Concepto de cíclope

La palabra cíclope, del latín “cyclōpis” y a su vez del griego “Kýklops”, alude a los personajes de la mitología griega, de tamaño colosal, gigantesco, que se caracterizaban por poseer en medio de su frente, un solo ojo. De allí que “kyklos” significa círculo y “ops”, ojo, o más precisamente, vista.

Existieron dos generaciones de cíclopes: los de la primera, eran gigantes testarudos y violentos, grandes arquitectos, de allí que las construcciones griegas, del período micénico, que se hacían levantando paredes por encajes de bloques de forma irregular, que se sujetaban con piedras, se llamaban ciclópeas. Las piedras y bloques eran tan enormes, que se decía habían sido hechas por seres no humanos, atribuyéndose esta obra a los cíclopes.
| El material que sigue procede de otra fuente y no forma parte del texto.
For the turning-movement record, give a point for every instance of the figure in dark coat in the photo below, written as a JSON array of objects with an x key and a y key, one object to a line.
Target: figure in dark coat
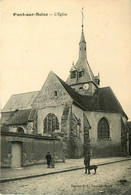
[
  {"x": 48, "y": 158},
  {"x": 87, "y": 163}
]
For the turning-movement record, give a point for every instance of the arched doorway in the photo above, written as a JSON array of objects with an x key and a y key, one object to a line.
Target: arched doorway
[{"x": 50, "y": 123}]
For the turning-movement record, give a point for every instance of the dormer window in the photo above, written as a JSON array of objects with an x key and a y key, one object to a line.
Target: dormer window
[{"x": 73, "y": 74}]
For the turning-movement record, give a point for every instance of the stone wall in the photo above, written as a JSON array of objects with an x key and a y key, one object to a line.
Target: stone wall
[
  {"x": 87, "y": 127},
  {"x": 52, "y": 94},
  {"x": 112, "y": 146},
  {"x": 34, "y": 148},
  {"x": 124, "y": 130}
]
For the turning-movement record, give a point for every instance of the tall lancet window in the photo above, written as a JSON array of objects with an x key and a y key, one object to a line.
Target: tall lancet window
[
  {"x": 73, "y": 74},
  {"x": 103, "y": 129},
  {"x": 50, "y": 123}
]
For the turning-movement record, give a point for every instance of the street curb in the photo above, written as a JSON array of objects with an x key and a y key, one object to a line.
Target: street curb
[{"x": 55, "y": 172}]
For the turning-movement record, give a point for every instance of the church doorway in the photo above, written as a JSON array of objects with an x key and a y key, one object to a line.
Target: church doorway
[
  {"x": 16, "y": 151},
  {"x": 50, "y": 123}
]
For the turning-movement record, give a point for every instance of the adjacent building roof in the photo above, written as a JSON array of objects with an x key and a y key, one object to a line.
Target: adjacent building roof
[
  {"x": 20, "y": 117},
  {"x": 103, "y": 99},
  {"x": 20, "y": 101}
]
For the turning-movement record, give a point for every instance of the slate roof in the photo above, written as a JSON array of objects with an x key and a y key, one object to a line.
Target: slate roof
[
  {"x": 103, "y": 100},
  {"x": 20, "y": 101},
  {"x": 20, "y": 117}
]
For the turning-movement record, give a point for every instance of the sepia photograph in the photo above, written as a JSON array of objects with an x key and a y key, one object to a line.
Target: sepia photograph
[{"x": 65, "y": 104}]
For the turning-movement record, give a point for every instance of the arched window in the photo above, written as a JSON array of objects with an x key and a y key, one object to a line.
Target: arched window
[
  {"x": 73, "y": 74},
  {"x": 103, "y": 129},
  {"x": 50, "y": 123},
  {"x": 20, "y": 130},
  {"x": 81, "y": 74}
]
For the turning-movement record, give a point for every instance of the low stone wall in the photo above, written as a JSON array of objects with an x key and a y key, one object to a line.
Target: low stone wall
[{"x": 33, "y": 148}]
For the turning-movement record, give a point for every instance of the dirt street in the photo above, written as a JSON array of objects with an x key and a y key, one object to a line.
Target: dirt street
[{"x": 110, "y": 179}]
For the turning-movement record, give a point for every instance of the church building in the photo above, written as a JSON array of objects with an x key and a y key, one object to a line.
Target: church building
[{"x": 83, "y": 116}]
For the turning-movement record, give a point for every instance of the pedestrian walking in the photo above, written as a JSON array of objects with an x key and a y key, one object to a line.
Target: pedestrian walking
[
  {"x": 48, "y": 158},
  {"x": 87, "y": 163}
]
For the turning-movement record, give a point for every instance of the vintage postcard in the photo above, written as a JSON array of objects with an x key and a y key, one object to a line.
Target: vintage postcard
[{"x": 65, "y": 97}]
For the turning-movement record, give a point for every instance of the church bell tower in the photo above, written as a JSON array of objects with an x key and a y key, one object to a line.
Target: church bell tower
[{"x": 81, "y": 77}]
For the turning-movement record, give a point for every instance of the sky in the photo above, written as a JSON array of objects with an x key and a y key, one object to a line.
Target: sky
[{"x": 32, "y": 46}]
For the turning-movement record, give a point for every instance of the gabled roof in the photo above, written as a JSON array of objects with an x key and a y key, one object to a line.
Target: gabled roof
[
  {"x": 20, "y": 117},
  {"x": 20, "y": 101}
]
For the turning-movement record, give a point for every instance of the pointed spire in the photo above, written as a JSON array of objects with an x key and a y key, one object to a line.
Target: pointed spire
[{"x": 82, "y": 33}]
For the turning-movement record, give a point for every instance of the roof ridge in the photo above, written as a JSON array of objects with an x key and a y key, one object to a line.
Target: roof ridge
[{"x": 25, "y": 93}]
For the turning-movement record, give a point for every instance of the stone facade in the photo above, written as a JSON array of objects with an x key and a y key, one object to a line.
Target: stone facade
[{"x": 33, "y": 148}]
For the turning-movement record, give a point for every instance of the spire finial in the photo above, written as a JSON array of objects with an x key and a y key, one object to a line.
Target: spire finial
[{"x": 82, "y": 17}]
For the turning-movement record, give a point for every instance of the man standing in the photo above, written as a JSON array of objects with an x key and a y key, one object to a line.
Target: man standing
[
  {"x": 87, "y": 163},
  {"x": 48, "y": 158}
]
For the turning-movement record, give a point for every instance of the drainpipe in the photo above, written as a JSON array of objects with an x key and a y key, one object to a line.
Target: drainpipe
[{"x": 70, "y": 125}]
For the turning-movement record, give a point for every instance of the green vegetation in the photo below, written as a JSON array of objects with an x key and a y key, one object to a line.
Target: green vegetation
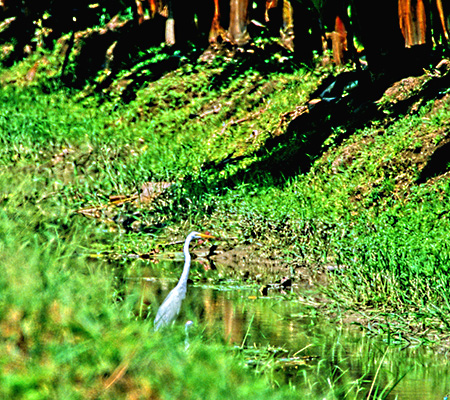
[{"x": 369, "y": 199}]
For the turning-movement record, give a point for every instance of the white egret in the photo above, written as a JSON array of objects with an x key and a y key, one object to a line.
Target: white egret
[{"x": 170, "y": 307}]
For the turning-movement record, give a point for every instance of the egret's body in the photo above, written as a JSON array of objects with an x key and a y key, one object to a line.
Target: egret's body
[{"x": 169, "y": 309}]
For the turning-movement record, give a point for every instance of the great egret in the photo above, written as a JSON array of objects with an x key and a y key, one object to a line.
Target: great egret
[{"x": 170, "y": 307}]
Estos cíclopes de la primera generación, según el poeta Hesíodo, fueron engendrados por Urano (cielo) y Gea (tierra); y fueron Arges, Brontes y Estéropes, y sus descendientes, que luego de ser encerrados por su padre, pudieron vengarse de él al liberarse, castrándolo y derrocándolo. Vueltos a encerrar y liberados por el Dios Zeus, construyeron rayos que lo hacían invencible en la lucha. Perecieron en manos de Apolo.

A la segunda generación de cíclopes, pertenecen entre otros, Polifemo y Telemo. Fueron descubiertos en una lejana isla, en Sicilia, por Ulises u Odiseo. Eran unos pastores, malvados y antropófagos.

El poeta griego Eurípides, representante del género de la tragedia, escribió basándose en la lucha ente Odiseo y Polifemo, un drama satírico denominado “El cíclope”.

Todo lo que representa algo gigantesco, se dice que es ciclópeo, por ejemplo: “la tarea de aprender todas las lenguas usadas en el mundo, es ciclópea”.